By Paul Nicholson
August 23 – Football Australia chief executive James Johnson, speaking at the conclusion of the Women’s World Cup co-hosted with neighbours New Zealand, said that the event over the past month has “demonstrated a concrete, real, legacy for the women’s game in Australia, New Zealand and around the world. The women’s game has changed.”
The 2023 World Cup looks like being the watershed moment for the Women’s game where it turned from being just another FIFA event into a commercial pillar for the world governing body.
FIFA has said that it has made $570 million from the 2023 finals, enough to breakeven.
Johnson (pictured) made the point that it wasn’t just about the money but was also about the perception of the women’s game and the change in sporting culture that it has brought, using his own country as an example.
“We are proud of the Matildas and proud of the impact this World Cup has had on changing the game,” said Johnson.
“Matildas mania has been bandied around and I think it is here to stay…It is not just around the football community but the Matlidas have brought the nation together,” he continued.
“Boys walking around with Matlidas shirts with the names of Sam Kerr and Caitlin Foord on their backs. The game was already booming over here but this has taken it to new heights.”
The impact of the tournament for both the women’s game and the host countries has an impressive underlying set of numbers.
“World Cup has seen a 33% growth in audience from 2019. The TV audience worldwide will hit the 2 billion mark. We have sold nearly 2 million tickets. On every objective measurement we have broken records,” said Johnson.
When planning the tournament the Australians put emphasis on building legacy for the game in the country.
“We have A$365 million in legacy funding which will be used to improve community infrastructure and create participation opportunities,” said Johnson. “It will also provide increased value for the Australian broadcast cycle.” The federation is about to start negotiation with domestic broadcasters for its national teams.
Australian ambition doesn’t stop there and having had a big taste of hosting football on the global stage the Aussies want more.
“We have ambition to host more events in the future. We are bidding for the Women’s Asian Cup in 2026 which is our immediate focus, and exploring and looking at a potential bid for the 2029 Club World Cup and 2034 Men’s World Cup,” said Johnson.
“Bidding off the back of best ever Women’s World Cup, we believe we can deliver the best ever Women’s Asian Cup and think people will come out and support it.”
Australia famously bid for the 2022 World Cup and failed spectacularly. Post that bid Australian media criticised government and the football association mercilessly. How much appetite is there from government to bid again for the greatest show on earth?

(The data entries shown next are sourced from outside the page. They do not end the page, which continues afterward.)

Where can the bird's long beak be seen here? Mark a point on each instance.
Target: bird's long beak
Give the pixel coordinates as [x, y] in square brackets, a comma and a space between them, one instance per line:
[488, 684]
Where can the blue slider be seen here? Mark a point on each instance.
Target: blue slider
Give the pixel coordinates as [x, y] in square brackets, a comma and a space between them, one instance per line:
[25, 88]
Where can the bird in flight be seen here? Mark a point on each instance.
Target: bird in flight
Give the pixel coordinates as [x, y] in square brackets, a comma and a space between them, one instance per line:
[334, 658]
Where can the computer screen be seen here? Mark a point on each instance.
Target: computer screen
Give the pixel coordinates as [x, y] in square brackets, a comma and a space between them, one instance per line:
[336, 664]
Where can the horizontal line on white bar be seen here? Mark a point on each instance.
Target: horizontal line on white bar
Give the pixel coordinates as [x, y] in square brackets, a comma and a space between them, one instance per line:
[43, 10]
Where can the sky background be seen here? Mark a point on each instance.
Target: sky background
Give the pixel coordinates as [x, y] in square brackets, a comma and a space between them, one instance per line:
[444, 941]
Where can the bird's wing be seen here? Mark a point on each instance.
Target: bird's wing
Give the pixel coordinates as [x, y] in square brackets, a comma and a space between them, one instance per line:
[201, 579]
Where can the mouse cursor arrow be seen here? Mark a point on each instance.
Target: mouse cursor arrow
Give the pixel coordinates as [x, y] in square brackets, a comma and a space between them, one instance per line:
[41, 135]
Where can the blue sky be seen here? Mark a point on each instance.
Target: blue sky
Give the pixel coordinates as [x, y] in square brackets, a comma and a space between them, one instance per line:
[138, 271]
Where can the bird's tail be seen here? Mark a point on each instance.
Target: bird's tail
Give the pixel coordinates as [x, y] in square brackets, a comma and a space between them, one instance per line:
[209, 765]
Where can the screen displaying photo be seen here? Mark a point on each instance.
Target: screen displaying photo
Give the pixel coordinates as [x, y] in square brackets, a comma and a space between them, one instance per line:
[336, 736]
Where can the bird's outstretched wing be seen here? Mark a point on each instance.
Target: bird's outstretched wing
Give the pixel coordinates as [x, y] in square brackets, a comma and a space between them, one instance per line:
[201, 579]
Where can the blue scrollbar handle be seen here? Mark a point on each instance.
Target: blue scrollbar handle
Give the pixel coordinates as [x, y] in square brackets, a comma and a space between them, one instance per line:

“In 2010 we only received one vote but for Women’s World Cup 2023 we received 65% of the vote in what was a transparent process. Any new bid (for the men’s World Cup) is under a system with different regulations, a different administration and after the experience of the WWC2023 there is more confidence about going again,” said Johnson.
Sarah Walsh, Football Australia’s Head of Women’s Football and Legacy, emphasised that not only has the Women’s World Cup exceeded all expectations but “it has
reshaped the sporting industry in Australia and reshaped the way sport is consumed by Australians.”
“Legacy has been a big part of our business strategy and the Matildas have been at the heart of it both with performance on the pitch and with a strategy off the pitch. Going into the World Cup we played every top 10 nation in the world – we have never done anything like that before,” said Walsh.
“A lot of the strategy focuses on community facilities. 42% of our community facilities are not seen as suitable for women and girls. We need to improve infrastructure to keep developing our young talent… we have shaken things up from when we started this 10 years ago.”
Commercially the next step for the Australians is the negotiation of a bigger and better TV deal. Within the domestic broadcast football has some heavyweight competitors in the form of the NRL (Rugby League) and the AFL (Aussie Rules football). Johnson and Walsh both make the point that following the World Cup the landscape and perception has changed.
“Competing for broadcast rights fees with NRL and AFL is very different. NRL and AFL have matches every week. What we are coming to market with is less content but we have the two top sporting brands in the country. National teams against local teams,” said Johnson.
It is a big point and one that is unlikely to be lost on broadcasters. The Matildas and the Socceroos are the two strongest sporting teams in the Australian market where traditionally TV money has been spent on domestic leagues that communicate for the most part to local audiences.
The men’s and women’s national football teams are delivering a unified Australian market under a common support.
“We want to reach as many Australians as possible. The match against the Lionesses had an 11 million reach and an average audience of 7 million. This is not just the biggest audience for a sports event but the biggest audience for any programme ever seen in Australia,” said Johnson.
While the sport is now delivering audiences nationally, it has for some time been putting players on pitches.
“In terms of participation we have historically been the biggest participant club sport in the country and we are still growing. The biggest growth corridor is in the women’s and girls space. We have 26% of the market and think we can grow that,” said Johnson.
“We are expecting a 20% increase in women’s participation following the world cup… We want to get to the point where we have as many girls playing as boys which means an additional 400,000 girl participants across the sport.”
“Sport in Australia looks different now than it did before the Women’s World Cup,” said Walsh.